Nice skewering of Humour as Virtue Signalling

Trump Hasn’t Killed Comedy. He’s Killed Our Stupid Idea of Comedy.

The thing about “Ooh! Look at us! We’re such taboo-breakers!”, as Michaelis Maus will tell you, is that “Radical” is the new Conservative: it’s breaking obsolete taboos that not many people are fussed about anymore, and it’s not breaking the actual current taboos that matter. And patting itself on the back for it.

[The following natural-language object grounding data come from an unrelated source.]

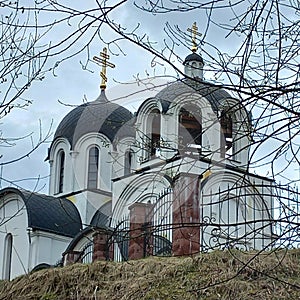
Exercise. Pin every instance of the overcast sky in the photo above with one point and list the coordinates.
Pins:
(71, 85)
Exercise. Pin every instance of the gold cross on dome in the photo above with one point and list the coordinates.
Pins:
(103, 61)
(195, 33)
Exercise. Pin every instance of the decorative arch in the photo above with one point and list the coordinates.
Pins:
(154, 133)
(141, 189)
(61, 161)
(93, 167)
(128, 161)
(7, 257)
(235, 130)
(226, 135)
(190, 127)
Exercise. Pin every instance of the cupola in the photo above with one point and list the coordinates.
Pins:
(193, 63)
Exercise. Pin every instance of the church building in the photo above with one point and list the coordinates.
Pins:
(171, 179)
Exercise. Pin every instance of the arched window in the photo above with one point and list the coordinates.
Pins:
(155, 132)
(190, 128)
(226, 135)
(61, 171)
(93, 168)
(128, 162)
(8, 242)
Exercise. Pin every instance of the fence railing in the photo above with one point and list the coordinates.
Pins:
(232, 221)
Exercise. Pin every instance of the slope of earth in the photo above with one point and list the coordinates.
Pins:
(216, 275)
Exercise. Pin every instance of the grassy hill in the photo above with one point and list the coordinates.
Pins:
(216, 275)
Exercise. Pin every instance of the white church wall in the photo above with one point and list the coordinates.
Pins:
(47, 247)
(88, 202)
(118, 156)
(59, 145)
(13, 220)
(81, 161)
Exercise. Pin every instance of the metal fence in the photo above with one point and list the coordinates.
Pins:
(227, 220)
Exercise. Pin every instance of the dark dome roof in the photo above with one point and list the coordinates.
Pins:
(50, 214)
(193, 57)
(100, 116)
(214, 94)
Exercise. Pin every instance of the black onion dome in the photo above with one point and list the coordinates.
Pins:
(99, 116)
(193, 57)
(47, 213)
(214, 94)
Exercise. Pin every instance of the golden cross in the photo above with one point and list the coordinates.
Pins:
(195, 33)
(102, 61)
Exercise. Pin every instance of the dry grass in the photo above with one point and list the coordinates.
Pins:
(217, 275)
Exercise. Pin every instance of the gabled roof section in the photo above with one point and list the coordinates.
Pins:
(214, 94)
(50, 214)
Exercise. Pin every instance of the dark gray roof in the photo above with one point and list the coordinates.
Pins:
(193, 57)
(55, 215)
(100, 116)
(214, 94)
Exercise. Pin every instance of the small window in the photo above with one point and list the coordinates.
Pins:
(155, 133)
(7, 259)
(93, 168)
(190, 129)
(226, 135)
(61, 171)
(128, 162)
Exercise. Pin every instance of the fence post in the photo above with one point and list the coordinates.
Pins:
(102, 250)
(186, 215)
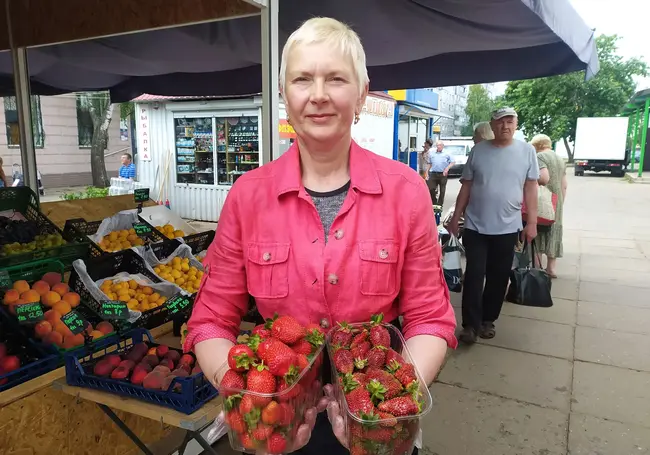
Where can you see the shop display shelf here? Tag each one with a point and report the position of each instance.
(21, 202)
(35, 362)
(110, 265)
(185, 394)
(78, 229)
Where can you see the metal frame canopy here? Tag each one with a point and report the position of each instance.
(36, 23)
(638, 108)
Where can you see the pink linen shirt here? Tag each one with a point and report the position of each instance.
(382, 253)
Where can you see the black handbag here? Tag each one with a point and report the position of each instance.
(529, 286)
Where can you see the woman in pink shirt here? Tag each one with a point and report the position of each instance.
(329, 231)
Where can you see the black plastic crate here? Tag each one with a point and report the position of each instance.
(22, 200)
(110, 265)
(79, 229)
(194, 392)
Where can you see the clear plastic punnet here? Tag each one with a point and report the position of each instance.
(254, 419)
(371, 432)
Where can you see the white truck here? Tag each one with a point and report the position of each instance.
(600, 145)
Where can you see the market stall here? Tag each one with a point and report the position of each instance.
(197, 148)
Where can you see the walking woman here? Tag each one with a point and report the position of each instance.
(553, 176)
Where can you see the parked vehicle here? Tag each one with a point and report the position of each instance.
(600, 145)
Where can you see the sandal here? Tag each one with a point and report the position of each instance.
(488, 331)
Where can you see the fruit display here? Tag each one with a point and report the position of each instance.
(120, 240)
(181, 272)
(137, 296)
(381, 394)
(19, 236)
(56, 300)
(168, 231)
(269, 382)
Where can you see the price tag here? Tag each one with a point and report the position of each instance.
(74, 321)
(29, 313)
(111, 309)
(141, 195)
(5, 281)
(142, 230)
(178, 303)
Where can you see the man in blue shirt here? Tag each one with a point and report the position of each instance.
(127, 170)
(438, 165)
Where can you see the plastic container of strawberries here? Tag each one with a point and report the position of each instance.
(293, 402)
(394, 436)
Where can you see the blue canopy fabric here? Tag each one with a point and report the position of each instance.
(408, 43)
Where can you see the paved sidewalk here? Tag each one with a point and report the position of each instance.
(573, 379)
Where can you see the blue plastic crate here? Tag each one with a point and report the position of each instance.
(195, 390)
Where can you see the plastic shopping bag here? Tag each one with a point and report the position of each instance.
(451, 264)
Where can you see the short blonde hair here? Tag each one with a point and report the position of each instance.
(541, 142)
(325, 30)
(484, 130)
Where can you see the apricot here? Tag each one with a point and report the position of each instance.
(42, 329)
(52, 316)
(106, 327)
(51, 298)
(61, 289)
(54, 338)
(30, 296)
(41, 287)
(62, 307)
(21, 286)
(52, 278)
(11, 296)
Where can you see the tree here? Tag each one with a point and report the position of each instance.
(100, 109)
(552, 105)
(478, 109)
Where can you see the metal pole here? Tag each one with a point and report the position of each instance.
(270, 82)
(24, 108)
(636, 131)
(644, 135)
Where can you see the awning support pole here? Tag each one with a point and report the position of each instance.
(644, 135)
(270, 87)
(24, 108)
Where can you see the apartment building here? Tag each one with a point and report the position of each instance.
(62, 135)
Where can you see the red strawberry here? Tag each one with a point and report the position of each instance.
(287, 330)
(288, 414)
(280, 358)
(302, 347)
(240, 357)
(262, 432)
(344, 361)
(235, 421)
(276, 443)
(400, 406)
(376, 357)
(260, 380)
(379, 335)
(231, 383)
(273, 413)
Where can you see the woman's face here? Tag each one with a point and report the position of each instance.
(321, 93)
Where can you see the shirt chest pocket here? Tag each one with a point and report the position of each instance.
(267, 270)
(378, 268)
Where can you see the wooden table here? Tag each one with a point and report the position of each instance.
(193, 424)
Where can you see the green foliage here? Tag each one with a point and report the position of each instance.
(478, 109)
(552, 105)
(91, 192)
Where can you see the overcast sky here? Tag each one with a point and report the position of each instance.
(617, 18)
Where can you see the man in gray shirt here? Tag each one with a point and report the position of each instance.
(498, 176)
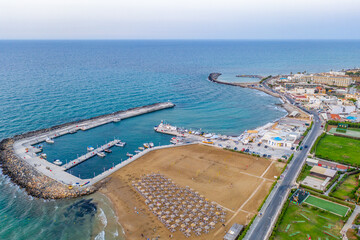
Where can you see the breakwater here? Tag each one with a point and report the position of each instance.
(43, 179)
(253, 85)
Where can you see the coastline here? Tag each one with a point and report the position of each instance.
(26, 172)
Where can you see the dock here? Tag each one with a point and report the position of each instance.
(39, 176)
(89, 155)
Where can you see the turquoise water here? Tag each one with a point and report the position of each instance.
(44, 83)
(228, 77)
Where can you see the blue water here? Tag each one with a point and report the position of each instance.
(44, 83)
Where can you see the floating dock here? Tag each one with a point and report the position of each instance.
(89, 155)
(44, 179)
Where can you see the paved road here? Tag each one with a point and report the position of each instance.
(262, 226)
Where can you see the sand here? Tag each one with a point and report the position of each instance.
(238, 182)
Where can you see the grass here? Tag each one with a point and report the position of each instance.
(327, 205)
(304, 173)
(344, 190)
(339, 149)
(318, 222)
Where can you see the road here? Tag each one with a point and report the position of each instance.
(262, 226)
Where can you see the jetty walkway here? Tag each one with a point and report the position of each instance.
(42, 178)
(88, 155)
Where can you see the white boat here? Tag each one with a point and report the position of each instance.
(117, 120)
(58, 162)
(120, 144)
(90, 148)
(49, 140)
(101, 154)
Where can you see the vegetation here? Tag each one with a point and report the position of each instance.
(312, 223)
(347, 188)
(327, 205)
(305, 171)
(339, 149)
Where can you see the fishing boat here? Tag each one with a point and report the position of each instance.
(58, 162)
(101, 154)
(90, 148)
(117, 120)
(73, 131)
(120, 144)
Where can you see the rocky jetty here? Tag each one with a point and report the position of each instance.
(35, 183)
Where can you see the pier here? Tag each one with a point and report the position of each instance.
(89, 155)
(40, 178)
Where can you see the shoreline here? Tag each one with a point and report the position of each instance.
(41, 178)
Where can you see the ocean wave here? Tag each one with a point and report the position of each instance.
(100, 236)
(103, 218)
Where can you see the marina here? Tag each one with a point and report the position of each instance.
(25, 148)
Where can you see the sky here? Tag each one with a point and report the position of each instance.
(175, 19)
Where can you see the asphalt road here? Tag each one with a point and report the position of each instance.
(264, 225)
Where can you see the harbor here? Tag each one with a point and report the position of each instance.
(23, 161)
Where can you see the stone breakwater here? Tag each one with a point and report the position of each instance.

The alt-right are vile? Why yes. Historically, when you violate a taboo, that makes you vile! Taboos are there for a reason.

Money quote:

Comedy, evidently, is neither necessarily moral nor inevitably liberal. Andrew Anglin, a neo-Nazi blogger, has linked trolling to “culture jamming,” a late 20th-century wave of anti-consumerist media pranks. Mark Dery, who introduced the term to the mainstream with a 1990 essay in the New York Times, replied in a 2016 interview that Anglin’s tactics are actually a “bastardized form of cultural jamming” because they “discredit the official narrative” and “suggest a false equivalency between viewpoints and positions where there truly is a right and a wrong.” Never mind that the whole point of culture jamming was to discredit the official narrative: Anglin’s culture jamming must be wrong because it targets the wrong people. This is like saying that a gun is not a real gun because it was used in a homicide.

Which is not to suggest that racist trolling, like murder, is ever justified—just that it’s still a species of humor. A bad joke is a joke, just as Der Ewige Jude is a movie. Trolling, culture jamming, and deceit may currently be the comic armaments of people you don’t like, but it hasn’t always been this way. (Remember: “We called them lies.”) And comedy’s survival may depend on it not being so again.